In the heat of late summer, with hundreds of loud cicadas buzzing in the trees, I spoke to Adrienne Miller. She is part of the community here in Matakana and every month she comes up to the cemetery to clean and tidy the graves.
“Eliza Morgan is the very first one I did and the reason was it's right here by where the water and the little shelter is," she says.
"You can see she passed away in 1888 and her beautiful marble headstone now is pristine white. Originally when I came here it was black and you could hardly read the letters. Now you can read every single letter and you can read the history about her.
“First of all, I clean any kind of neglected broken glass or plastic off, and then I brush them all to get any debris, weeds, leaves and then I clean them just with a light brushing, then I spray them with a New Zealand product called Bio Shield which does not harm the stone, made a huge difference to the big marble headstones here.”
It's not just that - for each one she cleans Adrienne looks up the ancestry of the person and writes about her findings.
“I started up a Facebook page, because I realized that these stories needed to be told, and I write a story. After I've finished, when I think I've got the essence of a person, I then write a small vignette about their life and how they passed away or how they ended up at the Matakana Cemetery. I started right from the very first burial and I research it by hopefully talking to descendants, reading local historical accounts and of course, Googling.”
Adrienne says she can get emotional about some of the graves.
“I discovered that there were two young children who were rested here in the 1860s who had no marker. The grave markers were probably made of wood and they would have disintegrated over the years, so recently I decided that I was going to put a marker there, so I put a temporary marker there and then two young local children made two succulent gardens.

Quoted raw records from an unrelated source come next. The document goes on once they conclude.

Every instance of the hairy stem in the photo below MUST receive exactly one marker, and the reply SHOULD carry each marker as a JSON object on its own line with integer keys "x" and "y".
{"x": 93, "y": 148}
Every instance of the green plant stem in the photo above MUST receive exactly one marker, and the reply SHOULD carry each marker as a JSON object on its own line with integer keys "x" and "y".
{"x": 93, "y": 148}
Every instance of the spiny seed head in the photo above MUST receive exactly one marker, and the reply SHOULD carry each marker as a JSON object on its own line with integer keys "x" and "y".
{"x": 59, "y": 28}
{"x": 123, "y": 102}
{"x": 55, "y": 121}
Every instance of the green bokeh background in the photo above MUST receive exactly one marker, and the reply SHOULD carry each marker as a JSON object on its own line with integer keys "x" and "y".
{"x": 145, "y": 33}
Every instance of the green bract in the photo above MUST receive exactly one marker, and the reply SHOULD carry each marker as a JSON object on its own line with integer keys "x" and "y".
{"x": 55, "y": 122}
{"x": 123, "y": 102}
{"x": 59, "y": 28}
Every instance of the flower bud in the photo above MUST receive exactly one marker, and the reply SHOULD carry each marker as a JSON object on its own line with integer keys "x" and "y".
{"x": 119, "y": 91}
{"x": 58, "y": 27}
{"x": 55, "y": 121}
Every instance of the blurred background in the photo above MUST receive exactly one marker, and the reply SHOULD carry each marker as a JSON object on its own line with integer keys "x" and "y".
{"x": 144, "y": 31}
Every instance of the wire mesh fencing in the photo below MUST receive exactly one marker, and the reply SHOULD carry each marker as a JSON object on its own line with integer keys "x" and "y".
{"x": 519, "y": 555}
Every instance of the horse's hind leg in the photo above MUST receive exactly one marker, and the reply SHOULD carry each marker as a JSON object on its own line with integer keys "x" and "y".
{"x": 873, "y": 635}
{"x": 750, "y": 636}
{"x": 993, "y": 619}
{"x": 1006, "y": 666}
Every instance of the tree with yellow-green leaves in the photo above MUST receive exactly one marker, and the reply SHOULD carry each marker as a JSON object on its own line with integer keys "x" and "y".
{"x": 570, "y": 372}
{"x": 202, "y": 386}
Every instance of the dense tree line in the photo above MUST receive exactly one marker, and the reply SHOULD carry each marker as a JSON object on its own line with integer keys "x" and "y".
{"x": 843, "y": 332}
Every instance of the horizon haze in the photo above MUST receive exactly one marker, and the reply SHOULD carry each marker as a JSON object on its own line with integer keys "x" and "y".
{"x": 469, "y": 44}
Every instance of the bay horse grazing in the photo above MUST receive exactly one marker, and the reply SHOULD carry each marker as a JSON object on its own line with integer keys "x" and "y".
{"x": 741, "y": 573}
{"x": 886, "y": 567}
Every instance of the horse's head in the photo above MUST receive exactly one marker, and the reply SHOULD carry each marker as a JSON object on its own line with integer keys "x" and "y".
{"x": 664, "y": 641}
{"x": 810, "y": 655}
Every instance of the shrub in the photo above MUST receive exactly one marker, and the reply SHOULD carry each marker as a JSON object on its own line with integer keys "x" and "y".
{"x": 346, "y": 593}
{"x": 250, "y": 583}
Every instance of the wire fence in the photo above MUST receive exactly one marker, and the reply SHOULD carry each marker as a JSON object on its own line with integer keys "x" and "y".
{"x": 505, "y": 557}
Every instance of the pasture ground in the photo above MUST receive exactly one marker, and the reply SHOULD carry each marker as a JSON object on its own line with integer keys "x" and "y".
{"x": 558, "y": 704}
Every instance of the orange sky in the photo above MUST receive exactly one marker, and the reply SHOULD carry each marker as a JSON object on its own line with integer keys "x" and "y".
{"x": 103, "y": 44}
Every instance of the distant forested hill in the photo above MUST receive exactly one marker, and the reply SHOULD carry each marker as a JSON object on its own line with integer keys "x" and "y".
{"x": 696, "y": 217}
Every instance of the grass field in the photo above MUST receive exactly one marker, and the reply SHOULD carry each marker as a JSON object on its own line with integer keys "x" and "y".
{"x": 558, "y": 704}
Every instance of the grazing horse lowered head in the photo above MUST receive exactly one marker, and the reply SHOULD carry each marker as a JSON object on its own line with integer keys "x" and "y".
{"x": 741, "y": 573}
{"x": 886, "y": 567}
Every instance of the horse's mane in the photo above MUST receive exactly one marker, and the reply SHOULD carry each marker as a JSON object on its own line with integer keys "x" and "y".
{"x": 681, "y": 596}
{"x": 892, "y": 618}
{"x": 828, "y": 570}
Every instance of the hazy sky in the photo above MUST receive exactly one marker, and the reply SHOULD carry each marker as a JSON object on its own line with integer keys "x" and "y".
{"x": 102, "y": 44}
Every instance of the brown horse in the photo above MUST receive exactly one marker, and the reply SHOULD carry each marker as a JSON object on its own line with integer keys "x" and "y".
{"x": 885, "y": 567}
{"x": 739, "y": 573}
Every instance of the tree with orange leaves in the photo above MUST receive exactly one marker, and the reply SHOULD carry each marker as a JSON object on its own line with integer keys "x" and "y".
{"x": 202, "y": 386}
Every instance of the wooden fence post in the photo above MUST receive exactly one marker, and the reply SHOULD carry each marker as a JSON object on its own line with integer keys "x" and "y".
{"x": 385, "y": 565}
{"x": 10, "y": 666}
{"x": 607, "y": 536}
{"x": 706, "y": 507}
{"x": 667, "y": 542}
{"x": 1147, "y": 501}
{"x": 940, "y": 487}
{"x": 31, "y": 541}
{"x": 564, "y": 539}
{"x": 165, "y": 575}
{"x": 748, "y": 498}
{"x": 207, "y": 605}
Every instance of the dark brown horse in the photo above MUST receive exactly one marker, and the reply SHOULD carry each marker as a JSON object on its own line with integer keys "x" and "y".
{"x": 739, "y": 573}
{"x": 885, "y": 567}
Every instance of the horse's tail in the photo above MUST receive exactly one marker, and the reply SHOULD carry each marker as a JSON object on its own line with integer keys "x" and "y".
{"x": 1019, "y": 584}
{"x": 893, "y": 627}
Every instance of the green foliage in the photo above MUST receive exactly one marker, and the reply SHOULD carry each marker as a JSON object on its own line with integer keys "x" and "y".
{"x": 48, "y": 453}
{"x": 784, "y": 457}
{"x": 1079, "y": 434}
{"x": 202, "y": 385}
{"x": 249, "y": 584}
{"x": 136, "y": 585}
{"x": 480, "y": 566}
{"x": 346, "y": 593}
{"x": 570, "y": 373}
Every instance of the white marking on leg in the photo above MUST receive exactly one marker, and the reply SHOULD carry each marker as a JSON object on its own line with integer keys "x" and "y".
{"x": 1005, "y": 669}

"So now we have Clara and Brinley Richards. Clara was four and her brother Brinley was two and they lie here with a marker now and they probably haven't had a marker for 100 years.”
The land the cemetery sits on was donated in 1868 by the Matthews family and since then it has been in the care of a trust, but without funding or interest very little has been done to improve or sustain the graves.
Adrienne says she started researching the war veterans in the Cemetery to try to stir interest in the village after their War Memorial was vandalized for the 10th time.
“I thought 'I can't take this any longer'.” She says, “this has to stop”.
Talking to the village resident Adrienne realised nobody knew what the War memorial was, which galvanized her to change things.
“My plan was to make it is so obvious that it's a War Memorial so that people would go 'oh, we're not going to vandalize this', and it's worked!”
Each War veteran interred in the cemetery has a small, flat stone placed on their grave on which, the children of the local school have hand-painted an ANZAC poppy. They have made about 200, one for each veteran in the cemetery with their name remembered on the village memorial.
Adrienne says there is now an ANZAC day memorial in the village and the local school children this year will create a ribbon memory wall.
She hopes to get round all 400-plus graves and has reached out to others in New Zealand to share tips and advice.
“Everyone in the cemetery and on that war memorial has a story worth telling,” she says, "and it gets forgotten".
"Matakana has changed so much over the past 20 years and it's almost as if the past is trying to be eliminated, they're trying to get rid of the old and it's sad.
“With the telling of these stories, I can touch people and remind them where they are and all those stories I'm going to tell.”